Case Study

The New World Order and why it failed

The idea of a New World Order (NWO) emerged after the end of the Cold War. It focused on the idea that now the Cold War was over the international community could now focus its efforts on improving cooperation to resolve persistent problems including: international conflict, underdevelopment and human rights abuses. The following topics and issues were often mentioned in this context:

  1. An important role in the NWO should be played by the United Nations – reformed and adapted to the new world balance of power, and to new challenges and threats. The New World Order should be equipped with an effective instrument in the form of an international military force.
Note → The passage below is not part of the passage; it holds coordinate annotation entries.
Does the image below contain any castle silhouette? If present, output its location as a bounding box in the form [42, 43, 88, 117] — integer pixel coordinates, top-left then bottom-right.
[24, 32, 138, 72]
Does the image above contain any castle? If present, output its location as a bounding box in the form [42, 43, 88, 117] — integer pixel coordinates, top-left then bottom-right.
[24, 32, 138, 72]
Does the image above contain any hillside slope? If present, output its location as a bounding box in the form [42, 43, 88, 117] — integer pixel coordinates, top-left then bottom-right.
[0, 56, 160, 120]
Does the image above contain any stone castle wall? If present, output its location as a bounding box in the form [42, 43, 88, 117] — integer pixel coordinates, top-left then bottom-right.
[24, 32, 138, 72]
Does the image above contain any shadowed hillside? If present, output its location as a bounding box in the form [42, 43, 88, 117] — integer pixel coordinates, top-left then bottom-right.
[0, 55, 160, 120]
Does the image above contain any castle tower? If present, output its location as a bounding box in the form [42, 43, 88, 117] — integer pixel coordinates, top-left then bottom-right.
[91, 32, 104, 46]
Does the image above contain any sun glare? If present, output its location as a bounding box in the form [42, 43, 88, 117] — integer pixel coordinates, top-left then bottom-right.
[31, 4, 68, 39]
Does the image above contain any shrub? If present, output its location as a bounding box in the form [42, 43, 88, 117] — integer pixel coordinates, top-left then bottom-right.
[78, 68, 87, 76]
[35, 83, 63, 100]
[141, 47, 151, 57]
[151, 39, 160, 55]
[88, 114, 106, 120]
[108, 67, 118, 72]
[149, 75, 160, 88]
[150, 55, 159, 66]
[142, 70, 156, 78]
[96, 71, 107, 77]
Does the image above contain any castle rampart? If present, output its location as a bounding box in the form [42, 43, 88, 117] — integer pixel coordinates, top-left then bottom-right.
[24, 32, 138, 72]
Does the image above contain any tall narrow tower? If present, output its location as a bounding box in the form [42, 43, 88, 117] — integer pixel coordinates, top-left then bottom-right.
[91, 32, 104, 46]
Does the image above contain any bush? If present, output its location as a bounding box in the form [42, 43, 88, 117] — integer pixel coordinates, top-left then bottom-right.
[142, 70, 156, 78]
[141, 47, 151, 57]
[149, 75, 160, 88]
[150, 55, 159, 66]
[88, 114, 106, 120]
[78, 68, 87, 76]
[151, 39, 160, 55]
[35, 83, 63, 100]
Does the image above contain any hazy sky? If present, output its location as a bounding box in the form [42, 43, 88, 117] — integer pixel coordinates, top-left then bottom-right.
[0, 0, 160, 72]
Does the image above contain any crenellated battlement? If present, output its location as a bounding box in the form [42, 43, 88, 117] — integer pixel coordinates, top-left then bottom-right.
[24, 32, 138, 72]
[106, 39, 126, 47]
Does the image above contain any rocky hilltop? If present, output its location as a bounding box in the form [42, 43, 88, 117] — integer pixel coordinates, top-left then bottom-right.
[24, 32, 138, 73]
That force must constitute a reliable deterrent to any potential aggressor who might think of using his army as a tool for pursuing political objectives.
     
  2. The NWO would also mean an improved, more significant role for diplomacy and diplomatic techniques of international conflict resolution. It implied shifting the emphasis from military to diplomatic methods. Arms reduction would also continue to comprise an important component of the NWO agenda.
     
  3. It was widely although by no means universally accepted that the most effective way of ensuring world peace and stability was by the universal introduction and embedding of liberal free-market capitalism. The then US president, George H.W. Bush, often stressed the importance of the International Monetary Fund and the World Bank in this context.
     
  4. The NWO was envisaged as a way of providing the world with improved stability and security. Yet democratisation and the growing struggle for sovereignty in various parts of the world appeared in many countries to be contributing more to a rise of tension and conflicts, more often internal than international (as in Yugoslavia, the former Soviet Union and Africa), than to a stabilisation of the situation.
     
  5. The aim of an improved global security system under the auspices of the United Nations was often noted to be desirable yet problematic, given how the United Nations had struggled to establish its pre-eminence. As a result, some suggested that it was more plausible to look to regional security systems as a key component in the attempt to produce better security. At present, we only have one effective Euro-Atlantic security system, based on the North Atlantic Treaty Organisation (NATO). But that system does not even cover all of Europe. Regions such as Asia, Africa and Latin America, which are less stable than Europe, have not established any regional security structures. The establishment of regional security and cooperation systems remains a desirable yet problematic mid-term objective.

The aims and aspirations of the NOW were both novel and ambitious. Yet, none has clearly been achieved. This failure reflects the fact that the brief window of opportunity which the end of the Cold War seemed to provide was not the necessary foundation for states to work together in pursuit of improvements in relation to international conflict, underdevelopment and human rights abuses. This was largely because states’ national interests concerns still predominate and these rarely synchronise to the extent that the big global issues receive sufficient concerted attention towards their resolution.